I guess and thank God I do not have to travel every inch of this country anymore. I can skip the Virginias. I just hope I can find a warm, fuzzy, and graceful way to point out some advice could hurt people's projects or even diminish the value of their homes. Otherwise the moderators will yank my well thought post again.

It still seems to me that one of this site's real strengths is policing itself and protecting those seeking advice from village idjut type comments. If not, I can find other things to do. I hope.


----------



## tikitorch (Jun 27, 2012)

*BIN worked *

Because I had trouble finding much on how to cover washable marker, I am just replying to say that YES, the BIN spray did the trick. $6 to end my troubles was well worth it. 

The marker did show through the spray but was completely covered up with one more coat of regular primer. 

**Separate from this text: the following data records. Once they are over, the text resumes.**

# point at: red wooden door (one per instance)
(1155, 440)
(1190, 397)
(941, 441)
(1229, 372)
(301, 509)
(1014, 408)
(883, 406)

THANK YOU for your help :thumbup:


----------



## Matthewt1970 (Sep 16, 2008)

Good job. As you have just seen showing through the paint and bleeding through the paint are completely different.


----------



## chrisn (Dec 23, 2007)

tikitorch said:


> Because I had trouble finding much on how to cover washable marker, I am just replying to say that YES, the BIN spray did the trick. $6 to end my troubles was well worth it.
> 
> The marker did show through the spray but was completely covered up with one more coat of regular primer.
> 
> THANK YOU for your help :thumbup:


 
told you so:yes:


----------